My “Best of 2019” is split into three parts: Part 1: Dark Fantasy/Horror; Part 2: Science Fiction; Part 3: Fantasy. My choices in each category are not ranked; they are presented in alphabetical order by the author’s last name. Each title is accompanied by a quick introductory statement and a short excerpt from the story. Excerpts may contain mild spoilers. For the purposes of this column, short fiction is defined as less than novel-length, or under 40,000 words.
The Best Short Dark Fantasy/Horror Fiction of 2019
“The Skin of a Teenage Boy is Not Alive“, by Senaa Ahmad (Nightmare Magazine Issue 83, August 2019) 4967 words
Parveen is more than ready to move on from high school, but for now she figures to get her kicks hanging out with the demon cult kids. Turns out demon possession isn’t all it’s cracked up to be, for the demon or the possessed.
The music clicks off. Now it is shivery and quiet, only California crickets lisping into the dark. The night closes upon them, an enigmatic fist. And when it opens its fingers again, Benny is possessed.
He tries to speak, but it doesn’t quite work. His eyes are wet, black. Crawling with unrecognizable stars. They know it is Benny and not Benny. The way anyone knows that something is wrong. There is a face underneath his face, and it is very, very old. The face swivels on its neck to look at them.
Say something, one of the cult kids whispers, practically palpitating with fear and excitement.
Benny, who is not Benny, hisses: What a waste. What a fucking waste.
“The Brightest Lights of Heaven“, by Maria Haskins (Fireside Magazine Issue 69, July 2019) 3398 words
Moira and Rae are childhood best friends who grew up playing some pretty imaginative, and pretty immersive, games together. The two are devastated when Moira’s family decides to move away, but Moira has an idea for a game they can keep playing no matter how far apart they are in distance or years.
“I had a vision, Rae.” Her voice was an unfamiliar, hoarse whisper, skittering up my spine. As if she’d found another voice in the dark.

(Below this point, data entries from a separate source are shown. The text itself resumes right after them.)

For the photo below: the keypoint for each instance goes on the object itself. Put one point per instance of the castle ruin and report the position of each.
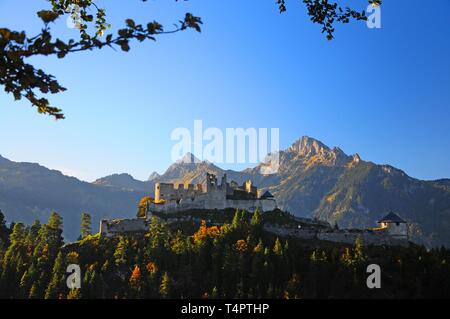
(210, 195)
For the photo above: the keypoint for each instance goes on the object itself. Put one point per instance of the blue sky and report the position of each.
(383, 93)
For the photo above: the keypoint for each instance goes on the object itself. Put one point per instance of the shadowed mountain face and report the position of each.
(313, 181)
(30, 191)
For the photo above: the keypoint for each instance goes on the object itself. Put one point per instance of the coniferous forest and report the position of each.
(233, 260)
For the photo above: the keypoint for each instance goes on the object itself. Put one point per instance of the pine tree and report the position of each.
(86, 225)
(164, 288)
(55, 221)
(256, 218)
(120, 255)
(57, 281)
(236, 219)
(277, 248)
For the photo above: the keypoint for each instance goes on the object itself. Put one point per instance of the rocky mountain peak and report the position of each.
(188, 158)
(307, 147)
(153, 176)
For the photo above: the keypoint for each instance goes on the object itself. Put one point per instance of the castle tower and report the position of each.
(157, 192)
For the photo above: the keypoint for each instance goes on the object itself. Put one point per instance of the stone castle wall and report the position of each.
(214, 199)
(377, 238)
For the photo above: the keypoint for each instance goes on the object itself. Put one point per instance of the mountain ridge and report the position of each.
(313, 180)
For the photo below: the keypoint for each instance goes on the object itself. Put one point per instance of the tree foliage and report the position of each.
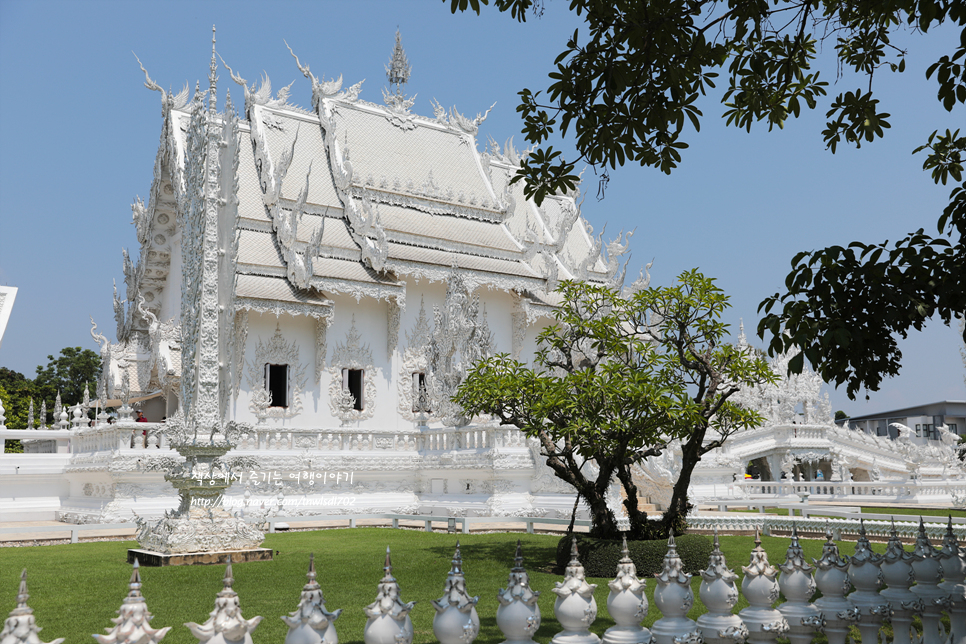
(630, 87)
(616, 380)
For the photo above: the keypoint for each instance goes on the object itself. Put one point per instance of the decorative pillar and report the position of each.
(389, 621)
(518, 615)
(456, 620)
(132, 624)
(719, 595)
(627, 604)
(953, 557)
(832, 579)
(760, 588)
(310, 623)
(929, 572)
(864, 575)
(897, 574)
(798, 586)
(21, 626)
(673, 597)
(575, 608)
(226, 623)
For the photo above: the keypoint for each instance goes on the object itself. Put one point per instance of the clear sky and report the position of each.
(80, 134)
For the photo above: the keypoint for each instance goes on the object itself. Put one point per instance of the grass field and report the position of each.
(76, 589)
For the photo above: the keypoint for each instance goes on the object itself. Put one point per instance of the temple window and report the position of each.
(419, 389)
(352, 380)
(276, 382)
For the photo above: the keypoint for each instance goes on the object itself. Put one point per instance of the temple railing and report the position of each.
(151, 436)
(874, 490)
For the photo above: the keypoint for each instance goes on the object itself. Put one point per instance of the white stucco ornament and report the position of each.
(21, 626)
(132, 625)
(897, 574)
(760, 588)
(225, 624)
(311, 623)
(627, 604)
(719, 595)
(456, 621)
(864, 575)
(832, 579)
(518, 615)
(927, 566)
(389, 621)
(953, 558)
(674, 598)
(575, 608)
(798, 586)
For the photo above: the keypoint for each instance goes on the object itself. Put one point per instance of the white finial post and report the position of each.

As if another voice had found her. “You are a daemon escaped from the deepest depths of the void. And I am a daemon hunter blessed by the brightest lights of heaven. We are enemies henceforth. Before we both turn twenty-five, one of us must kill the other.”
My palm stung and I felt dizzy. I already knew it was more than pretend, more than imagination. Moira had always made our games seem real, but that night was different. I felt the blood and smoke twitch together between our palms, as if we had stirred up something sleeping, something dormant – whether within or without, I couldn’t tell. I felt it shudder and twine, snaking around my flesh and bones. Words and smoke and blood binding me, changing me. Changing Moira, too.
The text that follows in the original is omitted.